The road to the park is wild enough. I spotted an acorn woodpecker inexplicably tapping at a cable splice case, a small covey of California quail, and a bevy of peafowl encircling a pickup truck in someone's driveway. Deer scampered away as I approached, but I nearly overlooked the sly young coyote trotting alongside the roadway. He rounded a bend ahead of me and vanished.

Bear balancing gifts on a ball, Fantasy of Lights
My evening was devoted to a different sort of peek: for the first time, the local Fantasy of Lights was opened for a one-night-only walking tour. People have requested this access for years, and the county parks department decided to give it a try. As a volunteer, my role was to keep people safe: on the paved road, off the dark trails, and away from the lighting displays. Bundled up for the chilly five-and-a-half hour shift, I began to regret my decision to help.

The parks department had no idea what to expect, though some 500 people had purchased tickets in advance.

There were couples strolling hand-in-hand. Multi-generational families. Children in strollers and wagons, including one three-car Choo Choo Wagon, complete with lights. A couple spontaneously waltzing to a Christmas song.

“Hi, sweetie. I know it's really hard, the lights are so pretty, but please don't touch them, okay?” That line worked well. The dad looked at his toddler and laughed. “Busted!” he told her. “She's going to tell you that you can't go that way,” another dad told his son. I smiled, “Right, you can't take the trail tonight.” [Parenting by proxy is popular.]

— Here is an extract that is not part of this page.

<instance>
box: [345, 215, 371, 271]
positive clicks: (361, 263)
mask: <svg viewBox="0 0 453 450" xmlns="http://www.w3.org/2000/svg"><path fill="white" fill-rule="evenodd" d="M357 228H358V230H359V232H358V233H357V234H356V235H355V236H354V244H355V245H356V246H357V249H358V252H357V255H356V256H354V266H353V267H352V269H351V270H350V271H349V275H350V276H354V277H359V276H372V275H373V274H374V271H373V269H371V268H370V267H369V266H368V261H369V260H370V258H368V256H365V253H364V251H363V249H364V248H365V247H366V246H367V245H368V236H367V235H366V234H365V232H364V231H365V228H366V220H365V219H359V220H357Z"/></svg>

I chose one of the less glamorous zones; only two of us volunteered to staff it. One hour in, I thought “this is going to be a lo-o-ong night.”

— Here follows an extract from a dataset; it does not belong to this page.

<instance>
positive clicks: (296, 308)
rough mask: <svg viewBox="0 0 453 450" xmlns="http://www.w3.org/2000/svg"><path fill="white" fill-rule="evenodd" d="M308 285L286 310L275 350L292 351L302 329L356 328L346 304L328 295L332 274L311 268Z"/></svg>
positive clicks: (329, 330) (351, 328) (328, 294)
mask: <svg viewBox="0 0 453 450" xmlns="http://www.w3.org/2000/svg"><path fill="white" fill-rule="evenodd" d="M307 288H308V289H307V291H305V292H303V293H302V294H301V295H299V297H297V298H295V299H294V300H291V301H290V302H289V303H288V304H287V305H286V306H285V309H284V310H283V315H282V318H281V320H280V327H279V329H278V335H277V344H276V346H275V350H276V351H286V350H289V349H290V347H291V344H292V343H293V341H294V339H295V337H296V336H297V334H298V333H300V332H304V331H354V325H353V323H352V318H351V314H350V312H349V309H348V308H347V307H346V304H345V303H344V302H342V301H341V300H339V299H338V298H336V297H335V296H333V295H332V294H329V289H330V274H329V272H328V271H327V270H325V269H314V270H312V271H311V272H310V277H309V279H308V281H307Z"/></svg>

Fantasy of Lights, American flag display
The bridge was a busy spot for photos. It reminded some of fireworks; others, of a counter filled with colorful bins of candy. What surprised me most was the popularity of another display: The American Flag. Here I am, stationed next to a symbol unrelated to the holidays. There are tunnels of light, trains and snowmen, animated gingerbread cookies jumping rope, toy soldiers and elves and penguins, even dinosaurs. The flag seemed out of place.

I was wrong.

“The American flag!” kids squealed as they ran toward it. At least two of them put their hands over their hearts and launched into the Pledge of Allegiance. “Take a picture of the flag with grandpa!”

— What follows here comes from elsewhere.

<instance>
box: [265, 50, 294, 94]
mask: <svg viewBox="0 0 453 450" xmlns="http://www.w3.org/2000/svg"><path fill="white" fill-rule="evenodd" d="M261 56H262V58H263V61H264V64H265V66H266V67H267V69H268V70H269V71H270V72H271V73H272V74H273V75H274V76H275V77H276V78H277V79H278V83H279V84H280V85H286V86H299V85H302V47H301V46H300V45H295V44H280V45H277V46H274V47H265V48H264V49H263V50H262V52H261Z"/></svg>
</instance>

We are a nation of immigrants. Tonight I was reminded that this symbol has a deep significance to many. Five and a half hours well-spent.

November 2, 2013

The Old Stage Road

Five minutes. Five minutes till the next loaf of Artichoke Garlic Herb bread comes out of Arcangeli's oven. My fellow rider and I finished our PB&J sandwiches. He looked at me. “I think it's been five minutes, now?” and returned with a steaming loaf for all of us to share.

Bliss.

Several riders were tentative. They had ordered big sandwiches. “Try some,” we insisted. [I was not disappointed to eat more than my fair share.]

Among the notices posted in the picnic area behind the market was a thank-you to their customers: bicyclists, motorcyclists, and whale watchers—all are welcome.

The San Gregorio House
The ride had been colder than I expected, and the marine layer seemed too stubborn to burn off. For the first time, I had noticed the historic plaque (courtesy of the Clampers) next to a ramshackle building across from the General Store in San Gregorio. As we were traveling along a portion of the old Stage Road, it was not surprising to find that this had been a stage coach stop. Formerly an inn, built in 1865 and rebuilt in 1902, it is now private.

The marine layer finally retreated as we headed for Haskins Hill. Earlier, a rider had asked whether the climb would be steep. “No,” I said. Then I thought to ask what she considered steep. Some shot ahead on the flats, later to dismount and walk up the last stretch of Haskins (average grade of 7% over 2 1/4 miles). I thought back to the first time I had climbed this hill, with a different club. Abandoned by the leaders, a few of us had retraced our path to the start when we learned that the planned route was blocked by downed wires. The climb was a struggle for me, that day.

It was easier than I remembered. Thirty-one miles with some 2,300 feet of climbing. I should ride this loop more often—for the bread, alone.